Le gouvernement autrichien renversé par un vote de défiance
Une dizaine de jours après la divulgation de la vidéo de l'Ibiza-gate, le Parlement autrichien a renversé hier le gouvernement du chancelier Sebastian Kurz. La motion, déposée par les sociaux-démocrates, a été soutenue par le FPÖ (extrême droite). Le président Alexander Van der Bellen est donc appelé à nommer un gouvernement intérimaire. A qui la chute de Kurz profitera-t-elle ?
Une heure de gloire pour la démocratie
Deutschlandfunk salue la chute du chancelier :
«Les sondages actuels montrent que les Autrichiens auraient bien aimé que les choses suivent leur petit bonhomme de chemin. Kurz est populaire. Or ses collègues au Parlement n'ont pas voulu qu'il puisse se dépêtrer tranquillement d'un gouvernement en crise permanente sans y laisser de plumes. Le modèle traditionnel de la politique autrichienne - la stabilité coûte que coûte, achetée au prix de grandes coalitions et d'accords tacites passés en coulisses - est un modèle indécrottable. La motion de défiance contre Kurz est donc aussi un grand moment de démocratie. Les partis, encore vivaces, tiennent tête à un froid arithméticien du pouvoir. C'est la bonne nouvelle de la journée.»

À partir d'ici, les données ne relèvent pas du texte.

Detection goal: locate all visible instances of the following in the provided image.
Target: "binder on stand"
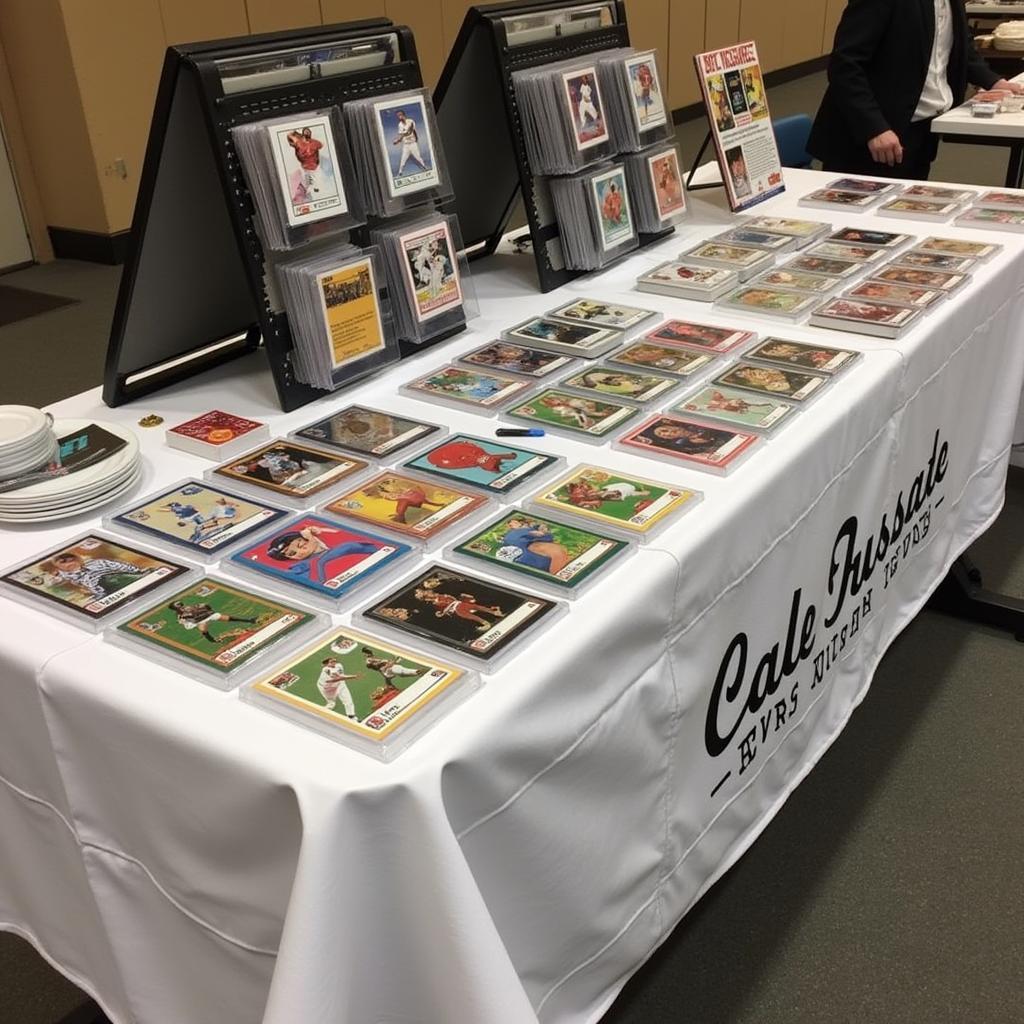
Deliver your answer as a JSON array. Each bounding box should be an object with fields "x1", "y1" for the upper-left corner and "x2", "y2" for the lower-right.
[
  {"x1": 105, "y1": 19, "x2": 462, "y2": 414},
  {"x1": 434, "y1": 0, "x2": 675, "y2": 294}
]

L'opposition se nuit à elle-même
En renversant le chancelier Kurz, le SPÖ et le FPÖ se tirent une balle dans le pied, estime Der Standard :
«Cette motion est-elle judicieuse sur le long terme ? Le SPÖ - du moins sous l'égide de sa cheffe de file actuelle - se prive en effet de la perspective de former une coalition avec l'ÖVP. Le FPÖ aurait été bien inspiré de ne pas exclure l'option d'une nouvelle coalition ÖVP-FPÖ. Car au lendemain des élections, l'heure sera aux coalitions. Pamela Rendi-Wagner [cheffe du SPÖ] et Norbert Hofer/Herbert Kickl [FPÖ] s'emploient à détruire ces passerelles. Oui, les partis sont souvent appelés à ruser, mais la priorité du moment devrait être tout autre. L'Ibiza-gate a montré aux électeurs le peu de cas que certains politiques faisaient de l'intérêt du peuple, qu'ils étaient prêts à trahir. Pour tenter de restaurer leur confiance dans la politique, la moindre des choses serait de créer l'impression de se battre pour la défense de l'intérêt général. »
Défait mais triomphant
Le chancelier autrichien peut se réjouir de cette défaite, estime Neue Zürcher Zeitung :
«La situation est paradoxale : malgré la chute prématurée et peu glorieuse de son gouvernement, il est gagnant sur toute la ligne. Si sa motion de censure avait échoué, l'opposition se serait couverte de honte. D'ici aux élections anticipées de septembre, Kurz aurait pu mener campagne porté par l'aura et par les ressources que lui confère sa fonction de chancelier. Or il a été poussé dans le rôle de martyre. Il a déjà eu l'occasion de montrer, ces derniers jours, qu'il le maîtrisait à la perfection. Il n'a eu de cesse de répéter qu'une alliance irresponsable SPÖ-FPÖ, motivée par de basses considérations politiciennes, plongerait le pays dans l'instabilité. Il y a de bonnes chances que l'électorat adhère à cette argumentation.»
Les électeurs approuvent le scandale
Le quotidien Lidové noviny essaie d'expliquer pourquoi le parti du chancelier autrichien Kurz, en proie à une profonde crise gouvernementale, a triomphé aux élections :
«Face à un séisme politique comme celui qui a ébranlé l'Autriche, on aurait pu s'attendre à un vote sanction, que le chef du gouvernement soit responsable ou non. C'est tout le contraire qui s'est passé aux européennes en Autriche. ... Où est la logique ? Il se peut que les électeurs aient déjà un avis arrêté sur le gouvernement réformateur de Kurz et ses réussites. Mais peut-être la logique joue-t-elle un rôle moins important que les émotions. ... Dans ce pays, le scandale paie. Et il y a encore des choses qui échappent à la logique des algorithmes.»